Linburne turned on him. “Really, Mr. Riatt,” he said, “you don’t take an idea very quickly. You have just heard Miss Fenimer say that she did not love you and that she considered your engagement at an end.”

“I heard her say she had told you that.”

“You mean to imply that she said what was untrue?”

“I could answer your question better,” said Riatt, “if I understood a little more clearly what your connection with this whole situation is.”

“The connection of any old friend who does not care to see Miss Fenimer neglected and humiliated,” answered Linburne, all the more hotly because he knew it was an awkward question.

Perhaps the young poet had not been so wrong in attaching the name of Helen to Miss Fenimer, for she sat now as calmly interested in the conflict developing before her, as Helen when she sat on the walls of Troy and designated the Greek heroes for the amusement of her newer friends.
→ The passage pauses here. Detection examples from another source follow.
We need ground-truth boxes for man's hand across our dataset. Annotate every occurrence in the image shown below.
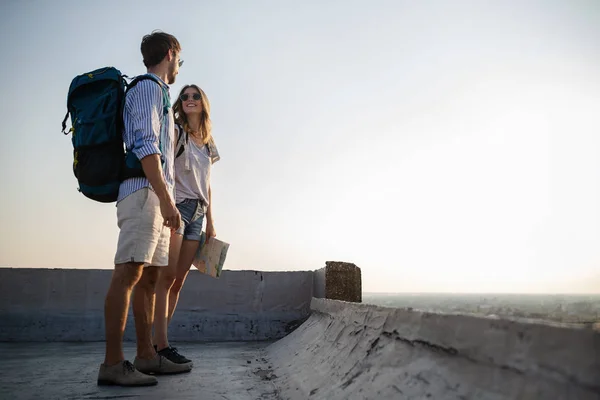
[160,196,181,232]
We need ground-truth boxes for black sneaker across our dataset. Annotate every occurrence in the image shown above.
[158,347,192,364]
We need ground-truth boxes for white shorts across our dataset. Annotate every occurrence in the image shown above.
[115,188,171,267]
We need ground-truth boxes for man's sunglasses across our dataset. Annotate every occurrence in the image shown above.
[179,93,202,101]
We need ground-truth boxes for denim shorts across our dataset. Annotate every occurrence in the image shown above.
[176,199,204,241]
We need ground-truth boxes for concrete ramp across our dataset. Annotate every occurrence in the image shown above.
[267,298,600,400]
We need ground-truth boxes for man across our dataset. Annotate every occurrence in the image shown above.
[98,31,191,386]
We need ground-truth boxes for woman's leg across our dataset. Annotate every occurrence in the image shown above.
[153,233,183,350]
[168,239,200,322]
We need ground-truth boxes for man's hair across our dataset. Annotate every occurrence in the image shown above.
[140,31,181,68]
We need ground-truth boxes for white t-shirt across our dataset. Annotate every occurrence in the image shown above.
[175,125,220,207]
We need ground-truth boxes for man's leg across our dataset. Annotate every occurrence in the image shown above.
[134,203,192,374]
[98,263,158,386]
[133,266,159,360]
[104,263,142,366]
[154,234,182,350]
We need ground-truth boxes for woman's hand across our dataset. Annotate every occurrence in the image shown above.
[206,222,217,243]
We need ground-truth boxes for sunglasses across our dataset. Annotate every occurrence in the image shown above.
[179,93,202,101]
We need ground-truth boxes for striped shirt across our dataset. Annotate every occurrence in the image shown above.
[117,74,175,202]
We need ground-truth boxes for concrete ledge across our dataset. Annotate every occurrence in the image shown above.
[0,268,313,341]
[267,298,600,400]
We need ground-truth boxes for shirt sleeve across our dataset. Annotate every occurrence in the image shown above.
[125,80,162,160]
[208,138,221,164]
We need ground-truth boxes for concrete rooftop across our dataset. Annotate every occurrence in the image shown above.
[0,342,279,400]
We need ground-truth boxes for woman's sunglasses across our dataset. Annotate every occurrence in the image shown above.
[179,93,202,101]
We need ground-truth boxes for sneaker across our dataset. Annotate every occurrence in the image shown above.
[158,347,192,364]
[133,354,192,375]
[98,360,158,386]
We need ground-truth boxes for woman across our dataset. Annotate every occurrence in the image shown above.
[154,85,219,364]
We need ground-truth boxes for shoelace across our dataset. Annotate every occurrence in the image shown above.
[123,361,135,373]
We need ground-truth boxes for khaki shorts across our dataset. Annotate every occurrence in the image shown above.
[115,188,171,267]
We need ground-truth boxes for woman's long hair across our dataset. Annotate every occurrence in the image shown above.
[173,85,212,144]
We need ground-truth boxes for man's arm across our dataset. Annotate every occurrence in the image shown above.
[125,81,180,230]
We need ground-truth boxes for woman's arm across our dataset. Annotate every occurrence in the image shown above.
[206,185,217,241]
“May I ask, Mr. Riatt, what rights in the matter you consider that you have?” Linburne pursued.

For Riatt, too, the question was an awkward one, but he had his answer ready. “The rights,” he said, “of a man who certainly was once engaged to Miss Fenimer, and who came East ignorant that the engagement was already at an end.”

Christine laughed. “Very neatly put,” she said.

“Neatly put,” exclaimed Linburne. “You talk as if we were playing a game.”